The bond length of C-N is 1.150(6)Å, and the bond length between C-Te is 2.051(4)Å; the former bond length shows character of a C-N triple bond and the C-Te bond has contributions of single and double bond character. The anion itself is linear, and, as measured in the [K@crypt-222][TeCN] salt, the bond angle of the tellurocyanate anion is 179.2(4)°. The electron affinity of the neutral [TeCN]• molecule is determined to be 3.034(5) eV. The tellurocyanate anion is classified as a pseudohalogen, a class of polyatomic ions that exhibit behavior analogous to halogens and halides.

=== Stability ===
The tellurocyanate ion is notably sensitive to its environment, and the stability of its solid salts is highly dependent on the cation. The tellurocyanate ion cannot exist in a solid form in the presence of strongly polarizing cations like potassium or caesium, and it is only isolated in the presence of large non-polarizing cations like the tetraethylammonium ion or the tetraphenylarsonium ion. The tetraphenylarsonium salt in particular demonstrated reasonable stability during storage; as long as the salt was properly dried, it could be stored for months in a closed container even in direct sunlight without substantial decomposition.

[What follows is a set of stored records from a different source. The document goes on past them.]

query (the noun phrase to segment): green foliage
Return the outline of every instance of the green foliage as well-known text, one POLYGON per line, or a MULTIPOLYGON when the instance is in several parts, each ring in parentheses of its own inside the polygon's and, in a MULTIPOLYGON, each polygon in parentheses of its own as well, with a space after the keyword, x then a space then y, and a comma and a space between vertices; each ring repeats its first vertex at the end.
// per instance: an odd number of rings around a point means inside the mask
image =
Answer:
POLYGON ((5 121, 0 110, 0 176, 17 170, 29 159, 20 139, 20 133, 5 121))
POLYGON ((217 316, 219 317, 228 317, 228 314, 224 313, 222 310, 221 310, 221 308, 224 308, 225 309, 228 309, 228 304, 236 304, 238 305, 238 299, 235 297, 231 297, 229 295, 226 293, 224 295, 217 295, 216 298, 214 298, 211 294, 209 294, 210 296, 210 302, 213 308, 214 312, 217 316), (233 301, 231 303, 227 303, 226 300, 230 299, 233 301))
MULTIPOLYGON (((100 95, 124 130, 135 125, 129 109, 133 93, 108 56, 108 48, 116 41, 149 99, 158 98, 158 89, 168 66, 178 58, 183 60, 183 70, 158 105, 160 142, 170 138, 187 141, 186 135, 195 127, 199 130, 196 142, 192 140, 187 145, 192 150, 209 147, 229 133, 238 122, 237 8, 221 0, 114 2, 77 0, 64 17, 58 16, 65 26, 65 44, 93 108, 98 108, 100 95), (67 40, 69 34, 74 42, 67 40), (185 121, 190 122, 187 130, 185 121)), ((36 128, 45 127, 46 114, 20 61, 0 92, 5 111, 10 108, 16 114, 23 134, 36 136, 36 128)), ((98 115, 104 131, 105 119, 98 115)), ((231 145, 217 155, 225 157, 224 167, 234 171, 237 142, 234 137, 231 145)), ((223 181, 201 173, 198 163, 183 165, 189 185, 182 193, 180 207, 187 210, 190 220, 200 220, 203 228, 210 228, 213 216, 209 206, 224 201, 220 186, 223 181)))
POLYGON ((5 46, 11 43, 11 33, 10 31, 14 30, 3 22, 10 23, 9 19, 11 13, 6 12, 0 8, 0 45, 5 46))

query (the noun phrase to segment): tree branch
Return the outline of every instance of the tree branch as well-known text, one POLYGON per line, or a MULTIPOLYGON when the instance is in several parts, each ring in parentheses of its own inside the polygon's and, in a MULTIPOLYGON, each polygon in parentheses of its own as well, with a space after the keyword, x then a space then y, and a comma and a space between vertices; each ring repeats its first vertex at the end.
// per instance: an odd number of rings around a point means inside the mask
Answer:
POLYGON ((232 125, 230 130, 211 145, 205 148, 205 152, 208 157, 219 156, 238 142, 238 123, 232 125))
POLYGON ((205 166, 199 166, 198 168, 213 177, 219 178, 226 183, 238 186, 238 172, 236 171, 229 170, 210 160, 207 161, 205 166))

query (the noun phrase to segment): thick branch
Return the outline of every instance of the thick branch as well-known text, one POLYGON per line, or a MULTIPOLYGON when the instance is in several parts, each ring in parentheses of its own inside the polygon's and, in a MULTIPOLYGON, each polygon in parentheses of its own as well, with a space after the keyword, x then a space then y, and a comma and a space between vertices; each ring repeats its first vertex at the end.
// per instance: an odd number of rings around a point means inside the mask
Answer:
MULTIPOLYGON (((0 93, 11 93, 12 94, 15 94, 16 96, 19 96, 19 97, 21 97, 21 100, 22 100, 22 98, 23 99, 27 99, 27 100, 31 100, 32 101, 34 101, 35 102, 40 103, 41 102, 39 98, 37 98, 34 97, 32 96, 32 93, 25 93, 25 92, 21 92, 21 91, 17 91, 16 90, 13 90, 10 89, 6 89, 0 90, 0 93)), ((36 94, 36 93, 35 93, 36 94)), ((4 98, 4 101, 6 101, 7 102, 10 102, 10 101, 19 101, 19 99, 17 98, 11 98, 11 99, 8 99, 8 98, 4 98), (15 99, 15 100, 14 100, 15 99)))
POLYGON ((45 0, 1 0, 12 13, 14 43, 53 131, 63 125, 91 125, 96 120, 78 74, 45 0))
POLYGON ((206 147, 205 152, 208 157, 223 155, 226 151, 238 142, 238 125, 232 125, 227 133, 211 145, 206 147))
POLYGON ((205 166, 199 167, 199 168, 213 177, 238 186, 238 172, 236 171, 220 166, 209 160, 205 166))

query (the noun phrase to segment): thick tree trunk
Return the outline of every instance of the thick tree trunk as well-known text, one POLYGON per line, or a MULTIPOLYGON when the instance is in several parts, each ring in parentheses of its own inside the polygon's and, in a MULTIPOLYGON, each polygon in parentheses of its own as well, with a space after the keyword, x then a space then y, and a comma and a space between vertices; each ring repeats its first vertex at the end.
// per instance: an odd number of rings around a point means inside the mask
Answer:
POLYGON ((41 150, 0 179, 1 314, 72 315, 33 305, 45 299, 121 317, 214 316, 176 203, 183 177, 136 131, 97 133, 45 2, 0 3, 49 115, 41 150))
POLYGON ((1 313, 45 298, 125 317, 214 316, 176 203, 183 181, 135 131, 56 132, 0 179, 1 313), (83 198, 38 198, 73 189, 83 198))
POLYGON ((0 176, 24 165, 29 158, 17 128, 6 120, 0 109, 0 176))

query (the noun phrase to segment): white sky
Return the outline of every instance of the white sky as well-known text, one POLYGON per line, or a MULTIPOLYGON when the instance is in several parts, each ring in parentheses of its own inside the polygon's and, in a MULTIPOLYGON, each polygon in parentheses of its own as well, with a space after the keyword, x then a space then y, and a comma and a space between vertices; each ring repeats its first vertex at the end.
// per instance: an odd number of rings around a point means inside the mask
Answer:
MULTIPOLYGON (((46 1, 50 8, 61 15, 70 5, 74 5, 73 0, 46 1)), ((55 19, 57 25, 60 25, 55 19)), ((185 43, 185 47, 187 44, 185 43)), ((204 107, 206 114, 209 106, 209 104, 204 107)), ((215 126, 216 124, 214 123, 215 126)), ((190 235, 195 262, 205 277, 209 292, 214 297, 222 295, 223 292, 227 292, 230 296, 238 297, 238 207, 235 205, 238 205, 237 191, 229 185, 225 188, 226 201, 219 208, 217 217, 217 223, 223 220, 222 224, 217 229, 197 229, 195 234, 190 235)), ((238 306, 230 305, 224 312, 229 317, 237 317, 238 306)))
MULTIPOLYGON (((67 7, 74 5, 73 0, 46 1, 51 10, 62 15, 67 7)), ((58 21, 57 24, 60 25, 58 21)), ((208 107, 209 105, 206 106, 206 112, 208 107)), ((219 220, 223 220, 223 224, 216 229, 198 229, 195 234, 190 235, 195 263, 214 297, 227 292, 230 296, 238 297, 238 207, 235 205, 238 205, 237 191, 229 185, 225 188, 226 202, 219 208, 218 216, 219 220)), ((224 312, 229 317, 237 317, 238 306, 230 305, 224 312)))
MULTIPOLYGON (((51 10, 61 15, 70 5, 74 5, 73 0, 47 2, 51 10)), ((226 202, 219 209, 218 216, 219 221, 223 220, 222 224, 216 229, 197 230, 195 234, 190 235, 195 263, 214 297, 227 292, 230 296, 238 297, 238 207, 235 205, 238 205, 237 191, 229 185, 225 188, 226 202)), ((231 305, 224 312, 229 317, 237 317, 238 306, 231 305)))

In solution, the tellurocyanate ion is also prone to decomposition. Dilute solutions of the ion are generally more stable when compared to more concentrated solutions, which can release elemental tellurium when exposed to anti-solvents or rapid removal of the solvent. When solutions of tellurocyanate salts are exposed to air, they react readily with oxygen, and tellurium dioxide is precipitated. Dry salts, however, are more stable to oxygen. The tellurocyanate ion and its salts immediately decompose in water and other protic solvents like alcohols, but both the ion and its salts are generally more stable in DMF, DMSO, acetone, or acetonitrile.

== Production ==
The tellurocyanate ion can be isolated in situ by a reaction between dry DMSO, potassium cyanide, and elemental tellurium powder. This produces a stable solution of potassium tellurocyanate in DMSO, where benzyl bromide can then be added to produce benzyl tellurocyanate. After dissolving the precipitated benzyl tellurocyanate in a suitable solution, sodium borohydride is added as a reducing agent to cleave the C-Te bond, and the resulting solution contains the in situ generated tellurocyanate ion.

=== Salts ===

| Name | Formula | Crystal system | Space group | Unit cell (Å) | volume (Å^{3}) | Density (g/cm^{3}) | Comment | Reference |
|---|---|---|---|---|---|---|---|---|
| Potassium Tellurocyanate | KTeCN | Monoclinic | P2_{1}/c | No. 14 a= 11.7362(5) b= 14.3520(5) c= 14.9300(7) β= 92.161(4)° Z= 4 |  |  | Pure [KTeCN] has never been isolated. Tellurocyanate salts with potassium include [K@crypt-222][TeCN] and [K(18-crown-6)]^{+}[TeCN]^{−} . Data comes from recorded data for [K@crypt-222][TeCN]. |  |
| Benzyl Tellurocyanate | C₆H₅CH₂TeCN | Monoclinic | P 1 21/c 1 | a= 6.031 b= 16.042 c= 8.787 α= 90° β= 95.82° γ= 90° Z= 4 |  |  | Melting point is either 126-127 °C or 53-54°C. Appears as white needles. |  |
| Bis(triphenylphosphine)iminium Tellurocyanate | ((C_{6}H_{5})_{3}P)_{2}NTeCN |  |  |  |  |  |  |  |
| Tetraethylammonium Tellurocyanate | (CH_{3}CH_{2})_{4}NTeCN |  |  |  |  |  |  |  |
| Tetraphenylarsonium Tellurocyanate | (C_{6}H_{5})_{4}AsTeCN |  |  |  |  |  |  |  |

== Applications ==
Tellurocyanate compounds and salts can be used to produce other organotellurium compounds for a variety of purposes. KTeCN, for example, can react with organic halides to form organotellurocyanates, which can then be used to make other organotellurium compounds.